Performance tuning is the improvement of system performance. This is typically a computer application, but the same methods can be applied to economic markets, bureaucracies or other complex systems. The motivation for such activity is called a performance problem, which can be real or anticipated. Most systems will respond to increased load with some degree of decreasing performance. A system's ability to accept higher load is called scalability, and modifying a system to handle a higher load is synonymous to performance tuning.

Systematic tuning follows these steps:

  1. Assess the problem and establish numeric values that categorize acceptable behavior.
  2. Measure the performance of the system before modification.
  3. Identify the part of the system that is critical for improving the performance. This is called the bottleneck.
  4. Modify that part of the system to remove the bottleneck.
  5. Measure the performance of the system after modification.

This is an instance of the measure-evaluate-improve-learn cycle from quality assurance.

A performance problem may be identified by slow or unresponsive systems. This usually occurs because high system loading, causing some part of the system to reach a limit in its ability to respond. This limit within the system is referred to as a bottleneck.

A handful of techniques are used to improve performance. Among them are code optimization, load balancing, caching strategy, and distributed computing, and self-tuning.

Contents

Performance analysis

See the main article at Performance analysis

Performance analysis, commonly known as profiling, is the investigation of a program's behavior using information gathered as the program executes. Its goal is to determine which sections of a program to optimize.

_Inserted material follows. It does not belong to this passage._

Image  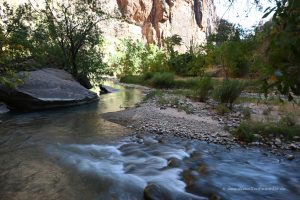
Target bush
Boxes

A profiler is a performance analysis tool that measures the behavior of a program as it executes, particularly the frequency and duration of function calls. Performance analysis tools existed at least from the early 1970s. Profilers may be classified according to their output types, or their methods for data gathering.

Performance engineering

See the main article at Performance engineering

Performance engineering is the discipline encompassing roles, skills, activities, practices, tools, and deliverables used to meet the non-functional requirements of a designed system, such as increase business revenue, reduction of system failure, delayed projects, and avoidance of unnecessary usage of resources or work.

Several common activities have been identified in different methodologies:

  • Identification of critical business processes.
  • Elaboration of the processes in use cases and system volumetrics.
  • System construction, including performance tuning.
  • Deployment of the constructed system.
  • Service management, including activities performed after the system has been deployed.

Code optimization

See the main article at Optimization (computer science).

Enhancing performance by rewriting specific portions of a program to run faster is one form of code optimization. The term code optimization can refer to improving the implementation of a particular algorithm for performing a task (code tuning). It can also refer to utilizing a better algorithm. Examples of code optimization include improving the code so that work is done once before a loop rather than inside a loop or replacing a call to a simple selection sort with a call to the more complicated algorithm for a quicksort.

Caching strategy

Main article: Cache

Caching is a fundamental method of removing performance bottlenecks that are the result of slow access to data. Caching improves performance by retaining frequently used information in high speed memory, which reduces access "isha" time and thus improves performance. Caching is an effective manner of improving performance in situations where the principle of locality of reference applies.

The methods used to determine which data is stored in progressively faster storage are collectively called caching strategies.

Load balancing

A system can consist of independent components, each able to service requests. If all the requests are serviced by one of these systems (or a small number) while others remain idle then time is wasted waiting for used system to be available. Arranging so all systems are used equally is referred to as load balancing and can improve over-all performance.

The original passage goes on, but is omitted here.